PARTE QUARTA
Proseguendo questa analisi, verrà compiuto qualche breve cenno ai profili di responsabilità di figure quali notaio, agente immobiliare e amministratore di condominio, prima di un breve excursus riguardo i reati in materia edilizia nella prossima parte quinta.
Quanto al notaio, trattasi, come noto, di pubblico ufficiale al quale lo Stato affida il potere di Pubblica Fede, cioè il valore di prova legale, agli atti che stipula. Sicuramente tra i reati propri del notaio che possono essere compiuti in una compravendita immobiliare spicca quello di “Falsità ideologica commessa dal pubblico ufficiale in atti pubblici” di cui all’art. 479 c.p..
In tema, si è affermato in giurisprudenza [Cass. Sez. V, 10 ottobre 2008 n. 43391] che “il notaio, in qualità di pubblico ufficiale, ha il dovere di esprimersi in linguaggio adeguato alle conoscenze e all’intelligenza di chi deve sottoscrivere l’atto e, quindi, di accertare che il sottoscrittore ne abbia compreso il significato e le implicazioni”. Ancora, giusta Cass. Sez. V, 7 luglio 2005 n. 45295, “integra il reato di falso ideologico commesso dal pubblico ufficiale in atto pubblico la condotta del notaio che proceda ad autenticare in calce ad una procura speciale sottoscrizione non apposte in sua presenza, in quanto detta attestazione – riconducendo tali sottoscrizioni ai rispettivi autori apparenti – comprova l’esistenza di un fatto in realtà resistente”.
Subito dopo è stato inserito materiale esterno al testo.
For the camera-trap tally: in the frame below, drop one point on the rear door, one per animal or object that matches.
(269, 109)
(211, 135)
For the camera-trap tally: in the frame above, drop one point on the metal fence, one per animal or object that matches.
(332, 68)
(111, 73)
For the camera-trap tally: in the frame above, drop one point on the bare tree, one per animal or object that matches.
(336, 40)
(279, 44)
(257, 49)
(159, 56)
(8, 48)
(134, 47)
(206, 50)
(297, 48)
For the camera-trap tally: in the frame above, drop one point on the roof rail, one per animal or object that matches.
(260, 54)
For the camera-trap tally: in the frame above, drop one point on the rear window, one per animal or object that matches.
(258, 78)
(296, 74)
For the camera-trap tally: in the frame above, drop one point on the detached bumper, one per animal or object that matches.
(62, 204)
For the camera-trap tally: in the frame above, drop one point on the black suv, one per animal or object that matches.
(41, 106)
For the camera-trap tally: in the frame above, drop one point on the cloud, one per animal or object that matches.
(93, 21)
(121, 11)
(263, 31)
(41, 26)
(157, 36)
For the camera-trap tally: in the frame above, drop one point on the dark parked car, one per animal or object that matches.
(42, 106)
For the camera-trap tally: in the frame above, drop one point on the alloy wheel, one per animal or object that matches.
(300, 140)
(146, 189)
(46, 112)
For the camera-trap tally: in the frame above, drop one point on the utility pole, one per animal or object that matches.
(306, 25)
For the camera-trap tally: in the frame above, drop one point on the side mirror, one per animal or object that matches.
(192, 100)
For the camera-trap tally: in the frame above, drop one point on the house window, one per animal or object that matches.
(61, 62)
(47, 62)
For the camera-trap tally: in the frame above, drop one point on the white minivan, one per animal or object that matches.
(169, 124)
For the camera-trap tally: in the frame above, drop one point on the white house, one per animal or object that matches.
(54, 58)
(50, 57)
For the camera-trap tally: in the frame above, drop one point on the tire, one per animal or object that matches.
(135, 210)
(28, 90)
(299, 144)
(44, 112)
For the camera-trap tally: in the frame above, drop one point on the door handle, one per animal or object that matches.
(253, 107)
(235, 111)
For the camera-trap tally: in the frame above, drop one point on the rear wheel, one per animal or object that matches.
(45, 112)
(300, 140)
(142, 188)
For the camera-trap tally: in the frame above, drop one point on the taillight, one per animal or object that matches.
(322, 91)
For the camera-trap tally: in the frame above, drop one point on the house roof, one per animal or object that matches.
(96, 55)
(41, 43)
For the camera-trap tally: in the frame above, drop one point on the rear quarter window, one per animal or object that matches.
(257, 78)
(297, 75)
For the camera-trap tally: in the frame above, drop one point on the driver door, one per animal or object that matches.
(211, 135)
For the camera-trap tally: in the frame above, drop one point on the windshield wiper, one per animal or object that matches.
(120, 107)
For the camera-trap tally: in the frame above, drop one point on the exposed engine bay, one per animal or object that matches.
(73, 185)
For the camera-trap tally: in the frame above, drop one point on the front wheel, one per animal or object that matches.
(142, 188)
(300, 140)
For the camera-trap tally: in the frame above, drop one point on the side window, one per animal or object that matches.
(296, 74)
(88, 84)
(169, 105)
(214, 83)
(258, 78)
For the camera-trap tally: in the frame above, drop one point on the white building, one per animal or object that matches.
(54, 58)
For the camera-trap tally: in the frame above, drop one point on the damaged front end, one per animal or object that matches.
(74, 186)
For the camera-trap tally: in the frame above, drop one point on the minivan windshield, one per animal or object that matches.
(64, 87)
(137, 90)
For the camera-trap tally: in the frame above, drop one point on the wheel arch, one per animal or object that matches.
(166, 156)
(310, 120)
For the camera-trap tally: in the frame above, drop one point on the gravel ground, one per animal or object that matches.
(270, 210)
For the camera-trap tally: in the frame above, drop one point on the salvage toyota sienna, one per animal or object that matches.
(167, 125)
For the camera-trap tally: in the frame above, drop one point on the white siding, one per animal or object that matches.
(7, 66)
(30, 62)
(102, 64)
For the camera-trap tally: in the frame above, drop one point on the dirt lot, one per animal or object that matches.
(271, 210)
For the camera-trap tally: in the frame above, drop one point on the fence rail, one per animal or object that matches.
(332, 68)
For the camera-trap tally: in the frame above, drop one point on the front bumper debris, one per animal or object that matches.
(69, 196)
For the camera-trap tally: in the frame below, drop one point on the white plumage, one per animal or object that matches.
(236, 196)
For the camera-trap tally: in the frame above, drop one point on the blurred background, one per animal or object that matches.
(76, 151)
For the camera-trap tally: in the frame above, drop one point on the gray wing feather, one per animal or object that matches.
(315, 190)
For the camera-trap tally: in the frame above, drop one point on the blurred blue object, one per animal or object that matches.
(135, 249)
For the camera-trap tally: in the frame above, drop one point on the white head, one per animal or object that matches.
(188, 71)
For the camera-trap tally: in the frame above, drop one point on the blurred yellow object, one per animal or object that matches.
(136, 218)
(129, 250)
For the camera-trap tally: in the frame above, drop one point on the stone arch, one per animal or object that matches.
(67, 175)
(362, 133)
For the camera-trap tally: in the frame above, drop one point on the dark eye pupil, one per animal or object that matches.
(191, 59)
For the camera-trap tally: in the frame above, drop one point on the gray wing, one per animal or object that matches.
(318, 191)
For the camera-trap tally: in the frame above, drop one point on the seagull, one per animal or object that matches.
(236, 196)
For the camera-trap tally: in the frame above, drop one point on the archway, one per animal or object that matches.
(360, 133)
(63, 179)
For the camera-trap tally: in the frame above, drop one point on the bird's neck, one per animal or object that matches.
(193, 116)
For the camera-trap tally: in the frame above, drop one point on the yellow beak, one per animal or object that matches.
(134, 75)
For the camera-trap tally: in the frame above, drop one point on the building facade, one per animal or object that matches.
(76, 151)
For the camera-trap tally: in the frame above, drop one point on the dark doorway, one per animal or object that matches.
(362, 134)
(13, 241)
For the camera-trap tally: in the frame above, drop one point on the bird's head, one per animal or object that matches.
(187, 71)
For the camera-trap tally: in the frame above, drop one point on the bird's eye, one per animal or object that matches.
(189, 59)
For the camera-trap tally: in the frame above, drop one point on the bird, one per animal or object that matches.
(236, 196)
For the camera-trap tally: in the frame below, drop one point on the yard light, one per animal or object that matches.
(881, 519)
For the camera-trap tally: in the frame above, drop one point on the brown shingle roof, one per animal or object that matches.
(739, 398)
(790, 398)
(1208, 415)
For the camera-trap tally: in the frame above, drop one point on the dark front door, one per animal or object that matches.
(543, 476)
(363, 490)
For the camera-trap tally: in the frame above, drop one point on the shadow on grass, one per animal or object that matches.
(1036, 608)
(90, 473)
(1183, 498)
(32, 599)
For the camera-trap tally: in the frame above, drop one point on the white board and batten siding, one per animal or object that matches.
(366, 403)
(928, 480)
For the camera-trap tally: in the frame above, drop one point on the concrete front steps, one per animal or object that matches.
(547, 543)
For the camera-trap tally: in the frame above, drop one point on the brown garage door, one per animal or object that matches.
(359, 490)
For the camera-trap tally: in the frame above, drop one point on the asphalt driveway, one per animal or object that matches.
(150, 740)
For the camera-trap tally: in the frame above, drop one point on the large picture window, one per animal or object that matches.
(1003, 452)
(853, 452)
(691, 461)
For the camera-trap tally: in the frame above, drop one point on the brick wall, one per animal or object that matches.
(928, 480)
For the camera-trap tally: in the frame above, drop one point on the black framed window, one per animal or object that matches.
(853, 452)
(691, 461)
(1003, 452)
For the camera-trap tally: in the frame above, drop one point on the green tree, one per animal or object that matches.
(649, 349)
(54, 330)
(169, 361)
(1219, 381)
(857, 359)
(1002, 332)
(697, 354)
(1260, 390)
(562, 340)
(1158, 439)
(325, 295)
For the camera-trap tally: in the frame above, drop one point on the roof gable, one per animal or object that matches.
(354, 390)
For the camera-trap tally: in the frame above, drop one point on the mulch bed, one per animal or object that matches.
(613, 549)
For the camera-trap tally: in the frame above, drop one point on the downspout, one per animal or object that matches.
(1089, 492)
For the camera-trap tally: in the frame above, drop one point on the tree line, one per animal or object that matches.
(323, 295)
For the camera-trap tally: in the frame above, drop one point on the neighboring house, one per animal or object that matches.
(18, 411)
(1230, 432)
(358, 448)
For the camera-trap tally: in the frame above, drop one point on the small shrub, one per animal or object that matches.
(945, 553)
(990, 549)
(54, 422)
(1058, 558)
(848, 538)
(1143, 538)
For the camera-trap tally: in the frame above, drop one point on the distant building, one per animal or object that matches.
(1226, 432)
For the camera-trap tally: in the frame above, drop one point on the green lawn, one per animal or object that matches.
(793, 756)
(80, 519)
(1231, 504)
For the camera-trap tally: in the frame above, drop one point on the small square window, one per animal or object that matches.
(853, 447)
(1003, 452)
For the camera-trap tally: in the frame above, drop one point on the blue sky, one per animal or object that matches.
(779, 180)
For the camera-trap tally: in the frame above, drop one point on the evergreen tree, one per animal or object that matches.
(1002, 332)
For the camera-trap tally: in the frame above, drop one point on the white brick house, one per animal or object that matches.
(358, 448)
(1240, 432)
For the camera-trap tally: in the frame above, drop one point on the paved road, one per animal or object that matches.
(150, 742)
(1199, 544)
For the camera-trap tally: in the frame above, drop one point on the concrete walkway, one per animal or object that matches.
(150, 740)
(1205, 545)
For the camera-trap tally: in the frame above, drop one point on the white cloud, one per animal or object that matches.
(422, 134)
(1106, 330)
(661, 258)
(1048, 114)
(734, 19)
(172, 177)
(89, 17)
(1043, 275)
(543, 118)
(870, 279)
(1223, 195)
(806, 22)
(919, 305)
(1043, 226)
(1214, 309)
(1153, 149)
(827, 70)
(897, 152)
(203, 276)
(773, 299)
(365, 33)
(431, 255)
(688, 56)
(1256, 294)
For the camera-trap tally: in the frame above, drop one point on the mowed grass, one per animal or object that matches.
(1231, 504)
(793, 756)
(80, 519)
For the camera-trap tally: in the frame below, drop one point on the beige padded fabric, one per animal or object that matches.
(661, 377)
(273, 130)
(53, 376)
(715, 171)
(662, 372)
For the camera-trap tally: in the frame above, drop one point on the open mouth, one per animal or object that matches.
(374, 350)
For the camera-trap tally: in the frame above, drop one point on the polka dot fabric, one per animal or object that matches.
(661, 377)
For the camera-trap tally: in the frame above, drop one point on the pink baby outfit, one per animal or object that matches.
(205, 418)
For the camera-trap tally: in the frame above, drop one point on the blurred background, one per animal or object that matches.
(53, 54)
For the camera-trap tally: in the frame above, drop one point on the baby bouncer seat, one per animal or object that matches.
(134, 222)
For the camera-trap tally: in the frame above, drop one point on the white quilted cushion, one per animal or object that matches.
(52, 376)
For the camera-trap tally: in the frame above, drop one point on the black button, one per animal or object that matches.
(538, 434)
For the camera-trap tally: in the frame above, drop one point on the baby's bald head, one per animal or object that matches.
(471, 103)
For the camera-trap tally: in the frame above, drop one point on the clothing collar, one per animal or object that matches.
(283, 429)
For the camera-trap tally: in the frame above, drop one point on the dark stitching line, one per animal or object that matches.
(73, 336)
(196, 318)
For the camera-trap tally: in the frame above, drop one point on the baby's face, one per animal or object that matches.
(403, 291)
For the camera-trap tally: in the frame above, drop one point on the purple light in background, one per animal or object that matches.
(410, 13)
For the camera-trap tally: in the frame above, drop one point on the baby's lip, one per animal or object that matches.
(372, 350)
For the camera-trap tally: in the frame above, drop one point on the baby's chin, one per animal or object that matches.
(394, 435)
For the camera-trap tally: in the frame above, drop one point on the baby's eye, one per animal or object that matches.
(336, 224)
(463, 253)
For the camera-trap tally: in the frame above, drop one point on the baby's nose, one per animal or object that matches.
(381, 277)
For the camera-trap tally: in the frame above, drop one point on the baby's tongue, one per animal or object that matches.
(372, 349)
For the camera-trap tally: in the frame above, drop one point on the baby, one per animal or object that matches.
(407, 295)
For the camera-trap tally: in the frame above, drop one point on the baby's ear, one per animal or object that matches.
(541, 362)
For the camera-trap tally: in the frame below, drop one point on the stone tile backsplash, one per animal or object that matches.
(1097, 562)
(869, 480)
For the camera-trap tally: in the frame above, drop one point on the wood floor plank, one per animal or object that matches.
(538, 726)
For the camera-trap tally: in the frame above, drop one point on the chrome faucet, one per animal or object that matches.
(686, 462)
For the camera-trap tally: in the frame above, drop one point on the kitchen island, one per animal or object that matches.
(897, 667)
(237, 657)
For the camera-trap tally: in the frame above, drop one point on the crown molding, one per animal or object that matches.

Ancora, il notaio può, in queste circostanze compiere il diverso reato di “Falsità ideologica commessa dal pubblico ufficiale in certificati o in autorizzazioni amministrative” exart. 480 c.p.; lo stesso dicasi in relazione alla fattispecie di “Peculato” di cui all’art. 314 c.p.: in tale senso “Integra la condotta di peculato la condotta del notaio che si appropria di somme ricevute dai clienti a titolo di sostituto di imposta in relazione ad atti di compravendita immobiliare rogati” [cfr. Cass., Sez. VI, 23 maggio 2024 n. 33856]. Il notaio può incorrere, a titolo concorsuale, in altre fattispecie penali quali frode fiscale, bancarotta fraudolenta patrimoniale o lottizzazione abusiva.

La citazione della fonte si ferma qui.